# Averishing

*[very accessible math] [made-up words][floating concept without clear immediate applications]*

*[tldr: This post: defines an “averish” to be a number that’s kinda representative of a pile of numbers; explores exactly what makes a good averish; and notes that, though people default to using the mean, different situations call for different averishes.]*

*[This is closely related to, but more general than, a **measure of central tendency.**]*

My current work-project involves experimenting with “MBFL”; it doesn’t matter what that is (hint: not a Myers-Briggs type), but there’s a step where the computer has a pile of numbers, and it needs to select a number that’s kinda “representative” of the pile. If the pile is all big numbers, the representative is big; if the pile is all small numbers, the representative is small.

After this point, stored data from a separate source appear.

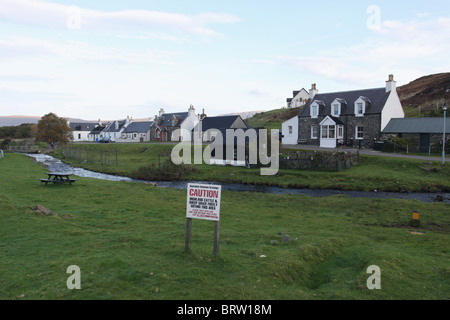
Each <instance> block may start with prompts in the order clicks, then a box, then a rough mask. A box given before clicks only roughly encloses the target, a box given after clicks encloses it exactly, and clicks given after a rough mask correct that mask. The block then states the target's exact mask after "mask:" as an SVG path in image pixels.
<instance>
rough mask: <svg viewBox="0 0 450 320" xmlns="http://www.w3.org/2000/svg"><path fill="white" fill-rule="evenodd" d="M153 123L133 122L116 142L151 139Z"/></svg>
mask: <svg viewBox="0 0 450 320" xmlns="http://www.w3.org/2000/svg"><path fill="white" fill-rule="evenodd" d="M152 125H153V121H142V122H131V123H130V124H129V125H128V126H127V127H126V128H125V130H124V131H123V132H122V136H121V137H120V139H117V140H116V142H145V141H150V128H151V126H152Z"/></svg>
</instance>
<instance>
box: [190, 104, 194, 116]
mask: <svg viewBox="0 0 450 320" xmlns="http://www.w3.org/2000/svg"><path fill="white" fill-rule="evenodd" d="M189 115H194V116H195V108H194V106H193V105H192V104H191V106H190V107H189Z"/></svg>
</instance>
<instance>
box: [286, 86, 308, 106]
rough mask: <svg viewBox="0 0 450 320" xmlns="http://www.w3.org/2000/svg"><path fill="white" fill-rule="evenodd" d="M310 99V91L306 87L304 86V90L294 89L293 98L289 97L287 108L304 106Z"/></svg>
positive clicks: (287, 103)
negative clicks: (308, 100) (309, 95)
mask: <svg viewBox="0 0 450 320" xmlns="http://www.w3.org/2000/svg"><path fill="white" fill-rule="evenodd" d="M308 99H309V93H308V91H306V89H305V88H302V90H299V91H294V92H293V93H292V98H287V99H286V102H287V108H288V109H290V108H299V107H302V106H304V105H305V104H306V102H308Z"/></svg>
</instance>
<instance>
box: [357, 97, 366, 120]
mask: <svg viewBox="0 0 450 320" xmlns="http://www.w3.org/2000/svg"><path fill="white" fill-rule="evenodd" d="M364 99H365V98H363V97H359V98H358V100H356V101H355V117H364V114H365V113H366V107H367V104H366V101H365V100H364Z"/></svg>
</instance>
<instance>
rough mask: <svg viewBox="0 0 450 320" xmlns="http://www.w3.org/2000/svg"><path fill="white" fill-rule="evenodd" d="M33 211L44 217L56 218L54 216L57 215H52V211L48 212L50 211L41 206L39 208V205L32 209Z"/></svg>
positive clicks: (53, 213) (49, 210) (53, 212)
mask: <svg viewBox="0 0 450 320" xmlns="http://www.w3.org/2000/svg"><path fill="white" fill-rule="evenodd" d="M34 210H35V211H37V212H38V213H42V214H44V215H45V216H56V215H57V214H56V213H54V212H53V211H52V210H50V209H48V208H46V207H43V206H41V205H40V204H38V205H37V206H36V207H35V208H34Z"/></svg>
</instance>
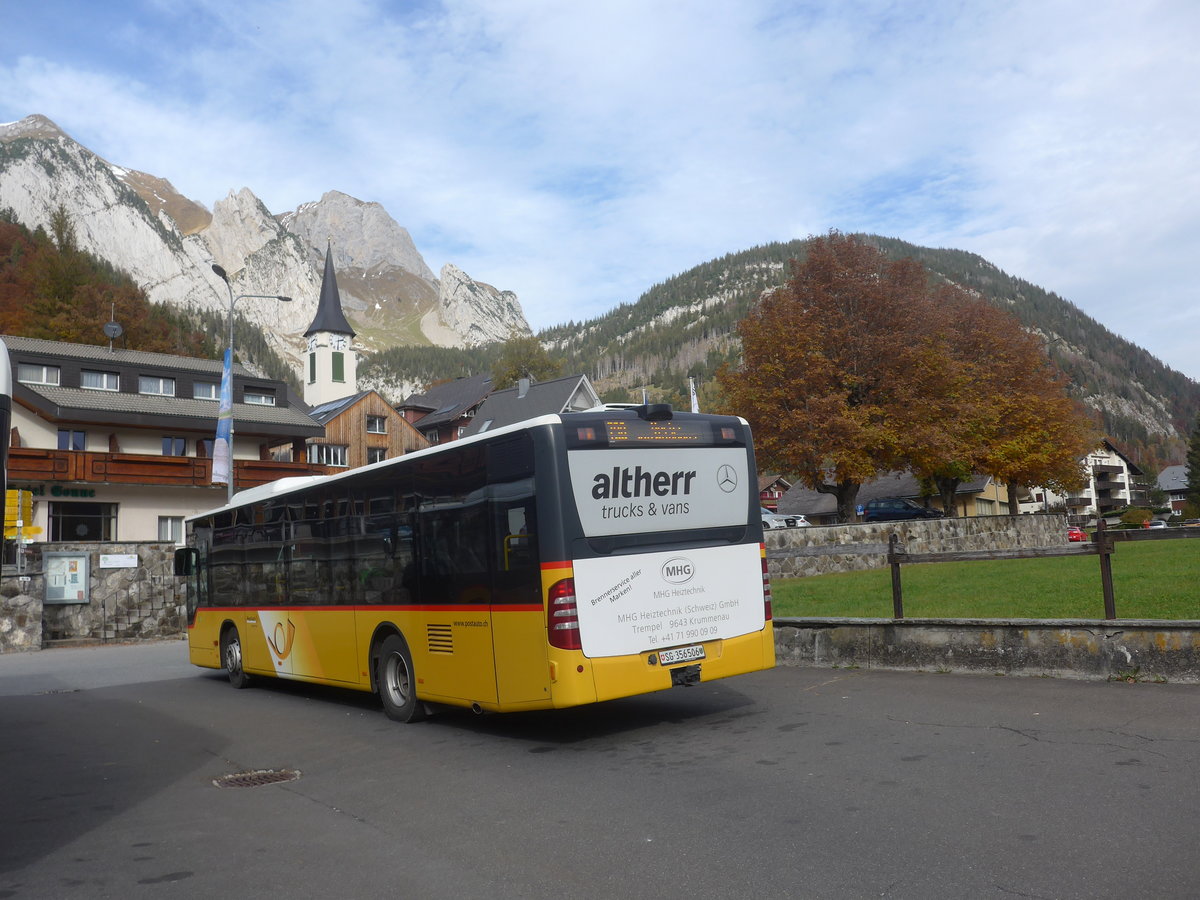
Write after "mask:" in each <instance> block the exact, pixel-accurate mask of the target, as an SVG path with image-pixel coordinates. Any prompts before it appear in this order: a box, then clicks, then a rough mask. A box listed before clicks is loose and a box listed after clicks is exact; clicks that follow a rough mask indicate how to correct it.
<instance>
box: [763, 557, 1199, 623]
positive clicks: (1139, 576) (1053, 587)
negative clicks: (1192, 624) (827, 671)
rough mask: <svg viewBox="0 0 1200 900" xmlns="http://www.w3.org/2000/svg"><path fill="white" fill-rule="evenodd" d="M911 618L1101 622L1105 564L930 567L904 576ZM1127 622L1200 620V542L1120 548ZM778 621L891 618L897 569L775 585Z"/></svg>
mask: <svg viewBox="0 0 1200 900" xmlns="http://www.w3.org/2000/svg"><path fill="white" fill-rule="evenodd" d="M900 572H901V583H902V587H904V614H905V618H914V619H917V618H936V619H943V618H952V619H1103V618H1104V594H1103V589H1102V587H1100V560H1099V557H1093V556H1087V557H1055V558H1049V559H996V560H986V562H970V563H922V564H918V565H906V566H902V568H901V570H900ZM1112 593H1114V595H1115V598H1116V611H1117V618H1121V619H1200V540H1160V541H1144V542H1141V541H1139V542H1130V544H1118V545H1117V548H1116V553H1114V554H1112ZM772 594H773V598H774V604H773V608H774V613H775V616H779V617H787V616H797V617H851V618H892V570H890V569H889V568H887V566H884V568H882V569H872V570H870V571H862V572H845V574H839V575H820V576H814V577H811V578H786V580H779V581H773V582H772Z"/></svg>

Let’s call this the “averish” of the pile: it’s like an average. Taking the mean is one way to find an averish. Same with the max, or min, or median, or any other percentile. Or the mode, or any *p*-norm, or the geometric or harmonic mean, or the root-mean-square.

What, exactly, are the criteria an “averishing function” has to have, to make sense at all? How about:

**Takes a bunch of numbers (order doesn’t matter, duplicates allowed).**

(A legit mathematical term for this is a “bag.” I love this for being a rare case where the term truly captures the intuition of the data structure. It’s a bag: of course its contents aren’t in any kind of order. Of course you can have multiple identical things in the bag.)**Returns a number between the min and max.**The averish should never be outside the range of input. That’d be crazy.**Adding a number to the bag will never push the averish away from that number.**

Interestingly, with the above requirements alone, if you combine two bags, the new averish is *not* necessarily between the averishes of the two bags. (Consider the mode-averishes of *{0,0,1,1,1}*, *{0,0,2,2,2}*, and their union.) This would be a *stricter* requirement than (3), and it would disqualify “mode.” Let’s call averishing functions that have this stronger property “partition-bounded averishing functions,” because if we partition a bag into smaller bags, the big bag’s averish must be between some two small bags’.

Life-changing, this is not. But within the next year, I bet you’ll need to give somebody a summary statistic describing the magnitude of a pile of numbers. Instead of defaulting to the mean, take five seconds to think — are you interested in typical behavior? Maybe use the median. Worst-case? Maybe 99th percentile. Are small values really important and they should be weighted strongly? Consider the harmonic mean. Choose an averish that *reflects what you care about*.